Wait, I said, putting one hand on his arm; and with the other, before I knew entirely what I did, I reached out and rapped on the door.
We both stood motionless. The voice, which for a moment had gone silent, now started up again in its even cadence. Through the rushing in my ears I could hardly make out a word of what it said; but I knew beyond all doubt, as though I were face-to-face with the speaker itself, that now it spoke to me. Yet only my poor companion, his ear still close to the door, could be said to have understood its fatal message.

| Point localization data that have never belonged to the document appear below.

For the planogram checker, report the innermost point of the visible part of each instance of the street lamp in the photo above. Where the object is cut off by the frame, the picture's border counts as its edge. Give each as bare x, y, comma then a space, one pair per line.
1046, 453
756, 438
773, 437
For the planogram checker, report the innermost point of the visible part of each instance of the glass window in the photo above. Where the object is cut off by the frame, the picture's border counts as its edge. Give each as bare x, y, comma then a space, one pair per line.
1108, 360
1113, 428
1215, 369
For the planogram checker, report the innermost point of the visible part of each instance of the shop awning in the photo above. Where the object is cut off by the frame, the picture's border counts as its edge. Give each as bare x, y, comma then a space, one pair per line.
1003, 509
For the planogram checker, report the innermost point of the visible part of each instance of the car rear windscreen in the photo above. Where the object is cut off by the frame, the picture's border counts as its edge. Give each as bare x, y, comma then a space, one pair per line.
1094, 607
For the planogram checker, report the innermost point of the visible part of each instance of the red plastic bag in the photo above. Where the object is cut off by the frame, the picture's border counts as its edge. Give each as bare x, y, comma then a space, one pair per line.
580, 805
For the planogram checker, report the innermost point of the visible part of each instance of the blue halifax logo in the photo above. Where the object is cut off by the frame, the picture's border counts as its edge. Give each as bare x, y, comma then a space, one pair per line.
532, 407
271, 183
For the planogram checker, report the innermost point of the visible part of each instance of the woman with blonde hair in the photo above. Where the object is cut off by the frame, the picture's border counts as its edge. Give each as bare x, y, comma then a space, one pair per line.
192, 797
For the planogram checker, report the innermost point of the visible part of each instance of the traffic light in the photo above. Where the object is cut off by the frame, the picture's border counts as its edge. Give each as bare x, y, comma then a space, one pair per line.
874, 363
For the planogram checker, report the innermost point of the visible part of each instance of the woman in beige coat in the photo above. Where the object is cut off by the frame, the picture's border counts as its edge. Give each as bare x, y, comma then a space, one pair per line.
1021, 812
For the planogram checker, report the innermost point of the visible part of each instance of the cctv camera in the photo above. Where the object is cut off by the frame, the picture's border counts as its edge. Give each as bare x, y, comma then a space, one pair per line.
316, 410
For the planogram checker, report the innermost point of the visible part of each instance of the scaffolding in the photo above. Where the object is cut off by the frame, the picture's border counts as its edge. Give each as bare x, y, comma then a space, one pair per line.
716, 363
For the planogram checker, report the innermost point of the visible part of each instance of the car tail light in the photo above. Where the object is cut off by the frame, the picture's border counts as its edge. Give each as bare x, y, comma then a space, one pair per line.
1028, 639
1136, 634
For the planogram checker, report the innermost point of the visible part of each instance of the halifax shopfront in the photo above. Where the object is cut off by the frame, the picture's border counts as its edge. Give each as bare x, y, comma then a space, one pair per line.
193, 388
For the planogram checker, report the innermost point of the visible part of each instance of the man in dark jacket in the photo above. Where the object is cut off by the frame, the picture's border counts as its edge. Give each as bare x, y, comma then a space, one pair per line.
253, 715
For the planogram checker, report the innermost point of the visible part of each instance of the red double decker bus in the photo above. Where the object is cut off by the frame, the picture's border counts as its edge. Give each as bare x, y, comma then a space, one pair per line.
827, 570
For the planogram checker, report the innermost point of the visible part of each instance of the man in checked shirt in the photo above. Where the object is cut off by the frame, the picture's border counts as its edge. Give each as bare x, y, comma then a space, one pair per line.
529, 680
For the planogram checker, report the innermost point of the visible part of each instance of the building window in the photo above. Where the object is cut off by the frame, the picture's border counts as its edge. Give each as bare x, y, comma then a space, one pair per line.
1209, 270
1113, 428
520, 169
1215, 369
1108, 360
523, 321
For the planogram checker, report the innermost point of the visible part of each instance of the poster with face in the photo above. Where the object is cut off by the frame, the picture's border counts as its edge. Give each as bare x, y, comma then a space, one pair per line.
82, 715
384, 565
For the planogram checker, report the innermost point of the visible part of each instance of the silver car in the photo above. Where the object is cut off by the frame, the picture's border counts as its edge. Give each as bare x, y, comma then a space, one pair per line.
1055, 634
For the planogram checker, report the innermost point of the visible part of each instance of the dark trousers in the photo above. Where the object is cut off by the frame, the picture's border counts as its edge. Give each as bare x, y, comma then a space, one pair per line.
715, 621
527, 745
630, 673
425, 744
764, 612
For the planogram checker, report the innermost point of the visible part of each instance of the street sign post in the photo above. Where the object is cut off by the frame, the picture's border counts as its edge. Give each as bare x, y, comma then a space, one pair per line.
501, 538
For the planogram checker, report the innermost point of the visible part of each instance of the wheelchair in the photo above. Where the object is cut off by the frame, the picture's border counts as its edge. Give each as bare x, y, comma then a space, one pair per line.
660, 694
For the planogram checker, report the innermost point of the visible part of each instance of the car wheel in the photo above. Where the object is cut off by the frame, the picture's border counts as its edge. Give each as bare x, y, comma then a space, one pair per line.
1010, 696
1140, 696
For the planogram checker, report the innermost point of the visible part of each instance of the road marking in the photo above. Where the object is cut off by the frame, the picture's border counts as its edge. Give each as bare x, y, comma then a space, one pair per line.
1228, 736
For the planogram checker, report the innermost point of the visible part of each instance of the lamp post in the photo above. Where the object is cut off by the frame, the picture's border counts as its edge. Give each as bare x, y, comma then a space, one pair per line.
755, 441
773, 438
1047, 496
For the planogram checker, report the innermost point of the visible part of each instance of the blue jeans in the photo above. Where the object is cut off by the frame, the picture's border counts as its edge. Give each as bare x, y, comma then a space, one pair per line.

What was it? I almost shouted at him; for the speaker behind the door had ceased, and already I heard the heavy sound of footfalls back down its inscrutable path. Yet my voice seemed to recall the other man to himself. He looked once at me, in a way I’ll never forget, and probably never decipher; and without another word he wrenched free of my grasp, and bolted from the porch in a panic. The rest seemed to be over before it had begun; it was indeed as though it were inexorable, as though it had been going that way from the beginning. One moment I heard him half cry out, and the next he was lying at the bottom of the stairs, his mouth working in the unintelligible speech of death. He would say no more than that; he’d broken his neck.
***
I called the sheriff’s office right away to report the death, and was hurried on my way from Mumm shortly thereafter. It was fortunate for me—though in no way calculated to set my mind at ease about what my companion had heard said of me through the door—that no one seemed to find any reason to doubt my word, or even to ask for the whole story of what had transpired. My landlord himself saw me off with almost nary a word. I had to assume it was one of those cases where the locals enjoyed the privilege of being, as it had been said, “left to their own devices.” I suppose I’ve gotten back to enjoying my own, after a fashion.